I have a bigger onnx model that is giving inconsistent inference results between onnx runtime and tensorrt.
TensorRT Version: 7.1.3
GPU Type: TX2
CUDA Version: 10.2.89
CUDNN Version: 18.104.22.168
Operating System + Version: Jetpack 4.4 (L4T 32.4.3)
reduced.onnx (62.0 KB)
Steps To Reproduce
polygraphy debug reduce bigger.onnx -o reduced.onnx --check polygraphy run polygraphy_debug.onnx --onnxrt --trt --trt-outputs mark all --onnx-outputs mark all --fail-fast
I was able to reduce it down to this onnx file.
And running this
polygraphy run reduced.onnx --trt --onnxrt --trt-outputs mark all --onnx-outputs mark all --fail-fast
will fail with message
FAILED | Output: 'model_2/model/block_2_add/add:0' | Difference exceeds tolerance (rel=1e-05, abs=1e-05)
Can you please help to resolve the accuracy difference(I think that’s the problem) to get matching inference result between onnx and tensorrt?
Request you to share the ONNX model and the script if not shared already so that we can assist you better.
Alongside you can try few things:
- validating your model with the below snippet
filename = yourONNXmodel
model = onnx.load(filename)
2) Try running your model with trtexec command.
In case you are still facing issue, request you to share the trtexec “”–verbose"" log for further debugging
No error on check_model.py
Here is the log for running reduce.onnx.
No error running trtexec on the reduced.onnx (nor on the bigger.onnx file, since I have done it many times already.

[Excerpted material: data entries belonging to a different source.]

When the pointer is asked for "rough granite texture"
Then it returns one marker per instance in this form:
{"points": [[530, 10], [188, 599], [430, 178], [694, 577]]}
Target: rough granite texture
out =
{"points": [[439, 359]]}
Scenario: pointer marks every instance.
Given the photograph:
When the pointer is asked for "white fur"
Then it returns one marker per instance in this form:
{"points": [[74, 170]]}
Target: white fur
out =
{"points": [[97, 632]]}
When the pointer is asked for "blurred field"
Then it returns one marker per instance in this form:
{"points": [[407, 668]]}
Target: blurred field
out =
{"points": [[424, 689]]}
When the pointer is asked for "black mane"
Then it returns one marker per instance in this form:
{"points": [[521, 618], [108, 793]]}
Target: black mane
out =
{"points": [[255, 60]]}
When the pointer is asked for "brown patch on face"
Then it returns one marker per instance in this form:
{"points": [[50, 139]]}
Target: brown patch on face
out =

I won’t be able to upload the bigger.onnx file)
trtexec_verbose.log (99.3 KB)
Is it possible for you guys to reproduce the polygraphy run (exceeding default tolerance level)?

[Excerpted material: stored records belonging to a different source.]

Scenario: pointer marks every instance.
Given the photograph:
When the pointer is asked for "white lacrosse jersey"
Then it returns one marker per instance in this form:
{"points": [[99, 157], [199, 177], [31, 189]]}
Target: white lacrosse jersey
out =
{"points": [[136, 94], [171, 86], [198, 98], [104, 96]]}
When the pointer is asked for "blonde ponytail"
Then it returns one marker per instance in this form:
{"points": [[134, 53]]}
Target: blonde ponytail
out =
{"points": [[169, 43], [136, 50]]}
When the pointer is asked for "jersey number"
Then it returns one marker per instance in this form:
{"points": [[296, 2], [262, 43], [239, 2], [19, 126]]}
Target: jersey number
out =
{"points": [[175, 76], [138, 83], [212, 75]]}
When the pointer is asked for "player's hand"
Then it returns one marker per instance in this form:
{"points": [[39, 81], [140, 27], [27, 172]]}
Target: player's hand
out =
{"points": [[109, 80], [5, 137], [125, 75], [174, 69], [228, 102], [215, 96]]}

Sorry for the delayed response.
We recommend you to please use the latest TensorRT version 8.5.
We think the polygraphy issue is just a tolerance issue. With
–atol 1e-4 --rtol 1e-4, the polygraphy check could get passed, while the default value is
–atol 1e-5 --rtol 1e-5.
1e-4 is a fairly reasonable tolerance.
Are you looking for 100% numerical accuracy in comparison with ONNX-Runtime results?
Or do you have a benchmarking metric for inference accuracy?